Datasets as input arguments

Since ap_verify begins with an uningested dataset, the input argument is a dataset name rather than a repository.

Datasets are identified by a name that gets mapped to an installed eups-registered package containing the data. The mapping is configurable. The dataset names are a placeholder for a future data repository versioning system, and may be replaced in a later version of ap_verify.

How to run ap_verify in a new workspace

Using the HiTS 2015 dataset as an example, one can run ap_verify.py as follows:

ap_verify.py --dataset HiTS2015 --gen2 --id "visit=412518^412568 filter=g" --output workspaces/hits/

Here the inputs are:

  • HiTS2015 is the ap_verify dataset name,
  • --gen2 specifies to process the dataset using the Gen 2 pipeline framework,
  • visit=412518^412568 filter=g is the dataId to process,

while the output is:

  • workspaces/hits/ is the location where the pipeline will create any Butler repositories necessary,

This call will create a new directory at workspaces/hits, ingest the HiTS data into a new repository based on <hits-data>/repo/, then run visit 412518 through the entire AP pipeline.

It’s also possible to run an entire dataset by omitting the --id argument (as some datasets are very large, do this with caution):

ap_verify.py --dataset CI-HiTS2015 --gen2 --output workspaces/hits/

Note

The command-line interface for ap_verify.py is at present more limited than those of command-line tasks. See the ap_verify command-line reference for details.
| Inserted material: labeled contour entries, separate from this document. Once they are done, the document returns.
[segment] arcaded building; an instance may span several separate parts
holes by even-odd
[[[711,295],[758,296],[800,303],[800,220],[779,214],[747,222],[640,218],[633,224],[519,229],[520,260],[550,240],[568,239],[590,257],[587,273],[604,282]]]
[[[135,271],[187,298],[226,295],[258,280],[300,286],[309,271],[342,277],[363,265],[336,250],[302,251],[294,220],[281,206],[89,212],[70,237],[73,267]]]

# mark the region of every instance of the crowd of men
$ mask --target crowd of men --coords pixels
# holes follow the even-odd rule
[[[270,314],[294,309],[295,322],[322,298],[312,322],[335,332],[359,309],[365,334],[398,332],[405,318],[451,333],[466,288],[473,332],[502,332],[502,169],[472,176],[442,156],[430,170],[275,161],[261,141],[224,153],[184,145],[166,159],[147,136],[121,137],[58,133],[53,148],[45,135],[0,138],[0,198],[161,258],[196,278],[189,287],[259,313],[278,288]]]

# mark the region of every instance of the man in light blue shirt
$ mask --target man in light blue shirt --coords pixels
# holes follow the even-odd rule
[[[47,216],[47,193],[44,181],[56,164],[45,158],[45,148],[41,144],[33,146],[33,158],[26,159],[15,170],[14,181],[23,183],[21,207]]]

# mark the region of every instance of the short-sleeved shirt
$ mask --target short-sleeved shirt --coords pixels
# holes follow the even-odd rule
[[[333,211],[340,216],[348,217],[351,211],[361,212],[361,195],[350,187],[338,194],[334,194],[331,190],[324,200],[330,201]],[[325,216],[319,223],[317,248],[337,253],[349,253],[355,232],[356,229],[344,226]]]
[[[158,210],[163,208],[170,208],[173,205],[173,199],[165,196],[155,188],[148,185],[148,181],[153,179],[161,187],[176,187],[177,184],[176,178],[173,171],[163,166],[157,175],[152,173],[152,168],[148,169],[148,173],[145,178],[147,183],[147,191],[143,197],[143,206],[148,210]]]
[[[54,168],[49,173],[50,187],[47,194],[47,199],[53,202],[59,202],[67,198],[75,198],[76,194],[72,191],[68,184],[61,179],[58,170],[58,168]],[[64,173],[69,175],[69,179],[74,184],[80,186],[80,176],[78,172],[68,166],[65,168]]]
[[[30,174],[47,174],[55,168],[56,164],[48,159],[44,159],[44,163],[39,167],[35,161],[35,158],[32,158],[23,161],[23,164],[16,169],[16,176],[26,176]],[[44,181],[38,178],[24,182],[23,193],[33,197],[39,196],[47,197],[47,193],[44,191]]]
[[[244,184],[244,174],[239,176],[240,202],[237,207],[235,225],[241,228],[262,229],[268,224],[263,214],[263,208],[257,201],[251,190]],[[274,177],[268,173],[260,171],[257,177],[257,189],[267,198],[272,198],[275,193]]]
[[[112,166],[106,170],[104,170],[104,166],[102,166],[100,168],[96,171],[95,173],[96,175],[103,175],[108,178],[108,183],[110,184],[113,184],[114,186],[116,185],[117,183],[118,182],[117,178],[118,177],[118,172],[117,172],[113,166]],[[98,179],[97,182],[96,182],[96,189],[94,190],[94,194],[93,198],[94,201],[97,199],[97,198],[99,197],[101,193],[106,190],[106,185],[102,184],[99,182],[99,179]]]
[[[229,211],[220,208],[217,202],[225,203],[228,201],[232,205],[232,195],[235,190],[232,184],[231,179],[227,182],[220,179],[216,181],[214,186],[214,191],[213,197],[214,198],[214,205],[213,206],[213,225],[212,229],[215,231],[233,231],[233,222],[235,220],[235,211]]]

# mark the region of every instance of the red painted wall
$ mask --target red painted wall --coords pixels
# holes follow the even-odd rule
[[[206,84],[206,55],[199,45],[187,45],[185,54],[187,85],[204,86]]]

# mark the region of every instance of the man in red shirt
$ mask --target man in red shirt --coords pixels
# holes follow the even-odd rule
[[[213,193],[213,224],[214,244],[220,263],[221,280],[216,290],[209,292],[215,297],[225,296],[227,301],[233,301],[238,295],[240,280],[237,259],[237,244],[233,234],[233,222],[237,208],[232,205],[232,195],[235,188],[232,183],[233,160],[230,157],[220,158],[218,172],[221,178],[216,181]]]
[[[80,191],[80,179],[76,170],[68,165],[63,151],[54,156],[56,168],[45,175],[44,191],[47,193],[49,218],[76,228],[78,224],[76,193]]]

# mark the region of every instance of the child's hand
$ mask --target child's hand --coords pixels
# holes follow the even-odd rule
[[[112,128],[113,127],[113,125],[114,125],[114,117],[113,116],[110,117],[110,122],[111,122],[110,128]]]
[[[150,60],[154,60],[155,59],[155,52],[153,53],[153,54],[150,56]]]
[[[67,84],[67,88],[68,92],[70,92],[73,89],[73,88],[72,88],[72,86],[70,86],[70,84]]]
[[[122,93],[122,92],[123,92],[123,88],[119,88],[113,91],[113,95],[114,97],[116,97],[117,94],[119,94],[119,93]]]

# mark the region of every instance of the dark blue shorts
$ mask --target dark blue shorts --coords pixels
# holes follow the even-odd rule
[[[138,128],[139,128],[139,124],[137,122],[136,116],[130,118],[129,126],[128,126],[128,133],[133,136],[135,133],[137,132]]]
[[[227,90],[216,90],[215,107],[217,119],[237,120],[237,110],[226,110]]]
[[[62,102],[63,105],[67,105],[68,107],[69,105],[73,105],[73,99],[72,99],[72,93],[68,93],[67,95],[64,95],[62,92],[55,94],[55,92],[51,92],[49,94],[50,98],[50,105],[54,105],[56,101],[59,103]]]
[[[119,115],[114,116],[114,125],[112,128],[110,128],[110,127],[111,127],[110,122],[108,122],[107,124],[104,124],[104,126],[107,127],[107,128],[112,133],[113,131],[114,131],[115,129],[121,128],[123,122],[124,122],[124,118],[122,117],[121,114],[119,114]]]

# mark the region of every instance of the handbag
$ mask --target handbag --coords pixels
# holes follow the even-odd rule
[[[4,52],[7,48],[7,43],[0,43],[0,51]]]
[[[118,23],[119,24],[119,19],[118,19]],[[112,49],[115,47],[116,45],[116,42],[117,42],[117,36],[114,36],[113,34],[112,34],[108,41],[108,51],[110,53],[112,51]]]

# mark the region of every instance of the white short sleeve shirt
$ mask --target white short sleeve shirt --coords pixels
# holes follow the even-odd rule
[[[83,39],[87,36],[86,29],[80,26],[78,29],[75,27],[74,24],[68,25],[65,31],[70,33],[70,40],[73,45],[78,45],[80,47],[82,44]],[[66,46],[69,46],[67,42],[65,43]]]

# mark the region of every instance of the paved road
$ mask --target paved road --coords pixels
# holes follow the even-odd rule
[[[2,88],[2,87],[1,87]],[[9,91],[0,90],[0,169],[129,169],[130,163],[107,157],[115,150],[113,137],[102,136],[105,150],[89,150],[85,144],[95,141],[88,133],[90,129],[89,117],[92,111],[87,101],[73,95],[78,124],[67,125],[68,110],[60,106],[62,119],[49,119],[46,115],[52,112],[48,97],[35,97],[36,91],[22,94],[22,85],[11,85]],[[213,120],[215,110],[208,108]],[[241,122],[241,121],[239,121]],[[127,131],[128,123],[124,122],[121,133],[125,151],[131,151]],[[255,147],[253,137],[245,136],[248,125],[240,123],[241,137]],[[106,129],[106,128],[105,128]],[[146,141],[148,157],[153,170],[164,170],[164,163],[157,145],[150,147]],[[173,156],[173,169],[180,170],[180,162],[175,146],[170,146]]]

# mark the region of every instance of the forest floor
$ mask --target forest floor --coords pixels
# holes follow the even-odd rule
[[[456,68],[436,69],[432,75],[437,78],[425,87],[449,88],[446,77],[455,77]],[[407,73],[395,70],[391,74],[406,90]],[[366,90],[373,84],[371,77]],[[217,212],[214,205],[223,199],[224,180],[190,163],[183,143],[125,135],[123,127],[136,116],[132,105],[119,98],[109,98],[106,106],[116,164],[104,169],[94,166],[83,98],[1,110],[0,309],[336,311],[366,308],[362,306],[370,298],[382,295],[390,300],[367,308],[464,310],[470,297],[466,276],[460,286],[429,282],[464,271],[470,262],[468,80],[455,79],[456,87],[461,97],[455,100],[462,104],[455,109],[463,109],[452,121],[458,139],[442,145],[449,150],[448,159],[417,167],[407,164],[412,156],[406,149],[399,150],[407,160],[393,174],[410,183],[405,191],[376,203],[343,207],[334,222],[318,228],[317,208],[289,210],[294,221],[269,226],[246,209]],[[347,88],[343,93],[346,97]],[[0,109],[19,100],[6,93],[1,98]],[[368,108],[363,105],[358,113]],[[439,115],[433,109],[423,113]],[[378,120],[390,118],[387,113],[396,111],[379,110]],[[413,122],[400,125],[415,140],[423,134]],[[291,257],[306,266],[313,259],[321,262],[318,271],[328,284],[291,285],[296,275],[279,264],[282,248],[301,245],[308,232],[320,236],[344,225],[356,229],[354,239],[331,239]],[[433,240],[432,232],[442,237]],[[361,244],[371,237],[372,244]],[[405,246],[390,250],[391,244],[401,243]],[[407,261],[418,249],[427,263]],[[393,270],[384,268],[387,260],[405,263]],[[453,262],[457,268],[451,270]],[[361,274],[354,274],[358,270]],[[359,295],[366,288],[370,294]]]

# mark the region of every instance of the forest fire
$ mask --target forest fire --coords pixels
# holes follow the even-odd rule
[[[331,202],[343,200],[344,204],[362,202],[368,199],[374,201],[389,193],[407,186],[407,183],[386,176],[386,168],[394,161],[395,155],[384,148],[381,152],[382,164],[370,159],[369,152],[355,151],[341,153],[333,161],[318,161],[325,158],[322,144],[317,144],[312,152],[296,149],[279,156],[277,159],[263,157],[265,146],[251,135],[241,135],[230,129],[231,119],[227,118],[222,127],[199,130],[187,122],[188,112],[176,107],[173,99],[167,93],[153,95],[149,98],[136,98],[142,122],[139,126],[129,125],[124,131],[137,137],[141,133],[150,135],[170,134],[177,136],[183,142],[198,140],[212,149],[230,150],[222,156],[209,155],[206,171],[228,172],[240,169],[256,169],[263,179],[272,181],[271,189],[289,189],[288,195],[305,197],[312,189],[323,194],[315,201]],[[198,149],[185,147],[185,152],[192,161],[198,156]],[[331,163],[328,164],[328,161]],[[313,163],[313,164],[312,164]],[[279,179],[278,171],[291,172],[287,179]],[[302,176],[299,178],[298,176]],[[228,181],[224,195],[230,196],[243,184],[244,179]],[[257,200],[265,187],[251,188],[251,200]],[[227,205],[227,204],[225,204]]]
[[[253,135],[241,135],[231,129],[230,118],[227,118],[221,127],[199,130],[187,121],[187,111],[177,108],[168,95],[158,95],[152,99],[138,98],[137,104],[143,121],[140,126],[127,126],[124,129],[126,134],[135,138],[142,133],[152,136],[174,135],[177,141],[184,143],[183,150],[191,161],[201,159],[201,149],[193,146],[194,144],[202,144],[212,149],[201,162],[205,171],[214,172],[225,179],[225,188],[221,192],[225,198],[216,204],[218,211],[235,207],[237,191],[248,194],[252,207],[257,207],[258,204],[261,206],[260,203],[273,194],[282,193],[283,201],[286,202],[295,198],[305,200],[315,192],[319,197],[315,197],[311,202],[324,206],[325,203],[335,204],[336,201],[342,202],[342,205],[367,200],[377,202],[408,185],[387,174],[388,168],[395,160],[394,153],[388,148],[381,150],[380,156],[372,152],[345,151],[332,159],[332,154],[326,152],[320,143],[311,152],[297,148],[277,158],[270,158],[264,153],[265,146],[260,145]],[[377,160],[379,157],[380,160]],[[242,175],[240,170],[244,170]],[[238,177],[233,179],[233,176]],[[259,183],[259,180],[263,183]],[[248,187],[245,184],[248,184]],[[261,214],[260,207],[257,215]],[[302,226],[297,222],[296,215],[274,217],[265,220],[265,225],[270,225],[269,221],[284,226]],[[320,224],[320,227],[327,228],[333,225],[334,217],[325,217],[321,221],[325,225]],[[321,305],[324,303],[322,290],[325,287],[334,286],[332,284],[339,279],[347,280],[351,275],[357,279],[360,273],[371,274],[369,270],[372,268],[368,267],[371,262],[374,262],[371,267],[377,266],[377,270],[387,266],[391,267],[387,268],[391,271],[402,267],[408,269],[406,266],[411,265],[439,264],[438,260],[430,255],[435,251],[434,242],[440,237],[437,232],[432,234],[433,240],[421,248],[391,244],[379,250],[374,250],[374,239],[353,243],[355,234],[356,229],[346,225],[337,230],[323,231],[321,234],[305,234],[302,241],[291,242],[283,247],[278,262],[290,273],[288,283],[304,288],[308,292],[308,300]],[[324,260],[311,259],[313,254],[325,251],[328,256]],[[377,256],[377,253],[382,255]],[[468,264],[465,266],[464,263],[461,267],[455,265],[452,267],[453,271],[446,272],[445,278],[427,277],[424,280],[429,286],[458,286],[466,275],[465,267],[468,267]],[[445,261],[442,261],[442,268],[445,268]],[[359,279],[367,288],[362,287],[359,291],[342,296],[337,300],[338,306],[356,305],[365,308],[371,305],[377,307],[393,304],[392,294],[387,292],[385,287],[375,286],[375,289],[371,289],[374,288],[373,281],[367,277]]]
How to run ingestion by itself

ap_verify includes a separate program, ingest_dataset.py, that ingests datasets into repositories but does not run the pipeline on them. This is useful if the data need special processing or as a precursor to massive processing runs. Running ap_verify.py with the same arguments as a previous run of ingest_dataset.py will automatically skip ingestion.

Using the HiTS 2015 dataset as an example, one can run ingest_dataset as follows:

ingest_dataset.py --dataset HiTS2015 --gen2 --output workspaces/hits/

The --dataset, --output, --gen2, and --gen3 arguments behave the same way as for ap_verify.py. Other options from ap_verify.py are not available.

How to use measurements of metrics

After ap_verify has run, it will produce files named, by default, ap_verify.<dataId>.verify.json in the caller’s directory. The file name may be customized using the --metrics-file command-line argument. These files contain metric measurements in lsst.verify format, and can be loaded and read as described in the lsst.verify documentation or in SQR-019.

If the pipeline is interrupted by a fatal error, completed measurements will be saved to metrics files for debugging purposes. See the error-handling policy for details.